2008-08-20 04:51:57

by David Witbrodt

[permalink] [raw]
Subject: Re: HPET regression in 2.6.26 versus 2.6.25 -- found another user with the same regression



> > $ dmesg | grep -i hpet
> > ACPI: HPET 77FE80C0, 0038 (r1 RS690 AWRDACPI 42302E31 AWRD 98)
> > ACPI: HPET id: 0x10b9a201 base: 0xfed00000
> > hpet clockevent registered
> > hpet0: at MMIO 0xfed00000, IRQs 2, 8, 0, 0
> > hpet0: 4 32-bit timers, 14318180 Hz
> > hpet_resources: 0xfed00000 is busy
>
> btw., you might also want to look into drivers/char/hpet.c and
> instrument that a bit. In particular the ioremap()s done there will show
> exactly how the hpet is mapped.

Well, I exhausted about 80% of the list of experiments I put together
on Saturday, but I still can't make a 2.6.2[67] kernel boot without
"hpet=disable" or reverting commits 3def3d6d... and 1e934dda...
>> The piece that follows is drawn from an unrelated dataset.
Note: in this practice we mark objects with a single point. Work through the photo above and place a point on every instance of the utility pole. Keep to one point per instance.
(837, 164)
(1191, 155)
I spent so many hours on this today... My head is spinning, and I'm
afraid springs and smoke will start emanating from my hard drive soon
from all the recompiling and rebooting!

I need to warn you all: I discovered today, for the first time, that
I am not the first user to report this bug. This guy got bit by it
back in May, at version 2.6.26-rc2:

[blog] http://ciaranm.wordpress.com/tag/f-i90hd/
[LKML] http://www.uwsg.indiana.edu/hypermail/linux/kernel/0805.2/0746.html

He has different hardware from mine, so when 2.6.26 starts hitting the
distros you may see a flood of complaints -- and I came to LKML partly
with the purpose of providing a bug fix patch (or, less preferably, a
reversion patch) for Debian, my distro of choice.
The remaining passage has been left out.